My main goal when communicating with my college-age children is for them to keep telling me stuff. They no longer need my permission and they aren’t really seeking my approval. Anything they tell me is bonus, whether it’s about their adventures or their relationships or their friends’ lives. It isn’t too hard for me to not be the loud, scary guy, but I’m still working on my poker face when my kids tell me something that is hard for me to hear.
I’m realizing that fragile, over-reacting mom doesn’t get told things either. The things my kids are telling me are very normal for college students, but I’m a risk-averse scaredy-cat. Just this morning at yoga, the instructor said, “Walk or jump to the front of your mat” and I honestly thought, “Jump? What am I, Evel Knievel? No thank you. I prefer to live.” I have to remind myself often that my kids aren’t reckless or wild, but they also aren’t middle-aged people who get scared at yoga. They are young, energetic and full of life; there are bound to be missteps and mistakes.
If I’m thinking clearly, I can respond to things my kids tell me with good, open-ended questions and statements like, “What feels right to you?” and “Tell me more.” If I’m anxious and solution-oriented, I jump in with unsolicited advice that favors choosing the safest option. This rarely ends well.
On more than one occasion, I’ve had to slowly back my teary self out of a room when I’m falling apart about something one of my kids has told me. I tend to go outside, remind myself that “this isn’t about you, Anna” and return to the room sturdier and calmer. I usually say something like, “My brain just needed a minute to catch up, but I really want you to keep telling me stuff.” It might be easier for us as parents to not know some of these things, but that just leaves our kids to deal with these situations alone. And it also means that we’re not seeing them clearly. What we’re seeing and loving is the version of the kid we want them to be, not who they actually are. And that’s not really love: that’s projection and idealization. That’s making our kids’ lives all about us.

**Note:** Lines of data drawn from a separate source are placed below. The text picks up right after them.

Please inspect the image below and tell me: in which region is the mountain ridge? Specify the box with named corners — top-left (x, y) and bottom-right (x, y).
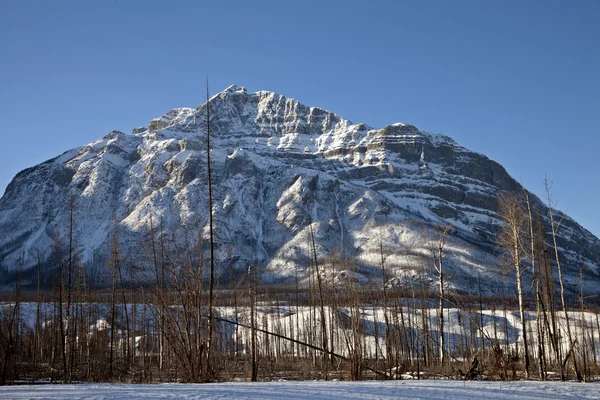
top-left (0, 85), bottom-right (600, 292)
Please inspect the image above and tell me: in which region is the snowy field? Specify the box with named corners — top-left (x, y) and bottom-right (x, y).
top-left (0, 380), bottom-right (600, 400)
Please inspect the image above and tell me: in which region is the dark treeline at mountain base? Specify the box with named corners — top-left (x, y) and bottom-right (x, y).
top-left (0, 194), bottom-right (600, 384)
top-left (0, 88), bottom-right (600, 385)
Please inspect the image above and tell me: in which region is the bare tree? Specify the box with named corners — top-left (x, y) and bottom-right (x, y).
top-left (544, 177), bottom-right (583, 382)
top-left (498, 193), bottom-right (529, 378)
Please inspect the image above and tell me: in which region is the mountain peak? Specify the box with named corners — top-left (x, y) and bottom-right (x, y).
top-left (0, 85), bottom-right (600, 293)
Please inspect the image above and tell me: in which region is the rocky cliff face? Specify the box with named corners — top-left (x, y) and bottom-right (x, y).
top-left (0, 86), bottom-right (600, 292)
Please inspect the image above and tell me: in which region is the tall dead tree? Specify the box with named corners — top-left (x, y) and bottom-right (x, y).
top-left (544, 177), bottom-right (583, 382)
top-left (498, 193), bottom-right (529, 378)
top-left (206, 79), bottom-right (215, 373)
top-left (431, 225), bottom-right (452, 365)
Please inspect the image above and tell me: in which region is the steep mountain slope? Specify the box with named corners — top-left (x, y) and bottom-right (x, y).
top-left (0, 86), bottom-right (600, 293)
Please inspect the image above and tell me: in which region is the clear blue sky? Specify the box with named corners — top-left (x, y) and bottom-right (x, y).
top-left (0, 0), bottom-right (600, 236)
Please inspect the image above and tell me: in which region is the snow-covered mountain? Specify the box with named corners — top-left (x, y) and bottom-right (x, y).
top-left (0, 86), bottom-right (600, 293)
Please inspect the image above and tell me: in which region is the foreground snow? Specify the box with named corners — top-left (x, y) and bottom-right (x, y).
top-left (0, 380), bottom-right (600, 400)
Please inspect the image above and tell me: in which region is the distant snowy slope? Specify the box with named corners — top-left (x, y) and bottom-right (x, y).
top-left (0, 86), bottom-right (600, 292)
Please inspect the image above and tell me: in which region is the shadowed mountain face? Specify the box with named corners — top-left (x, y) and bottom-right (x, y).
top-left (0, 86), bottom-right (600, 293)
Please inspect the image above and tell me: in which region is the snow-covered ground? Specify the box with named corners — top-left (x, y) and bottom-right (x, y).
top-left (0, 380), bottom-right (600, 400)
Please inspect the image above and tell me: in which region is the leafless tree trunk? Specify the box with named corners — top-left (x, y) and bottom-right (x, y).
top-left (544, 178), bottom-right (583, 382)
top-left (498, 194), bottom-right (529, 379)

I don’t have to love everything my kids are doing to love them; my love for them isn’t conditional on them making amazing choices all the time. In a world saturated with social media, our kids need to feel accepted enough to be real with us–we can be one of the few safe spaces they have where they don’t have to curate their lives to maintain an image. At the end of the day, we all want to be truly seen and still loved.
As parents, we get to bear witness to who our kids once were and see who they currently are and catch glimpses of who they are becoming. We just need them to keep telling us stuff; and they need us to just keep listening.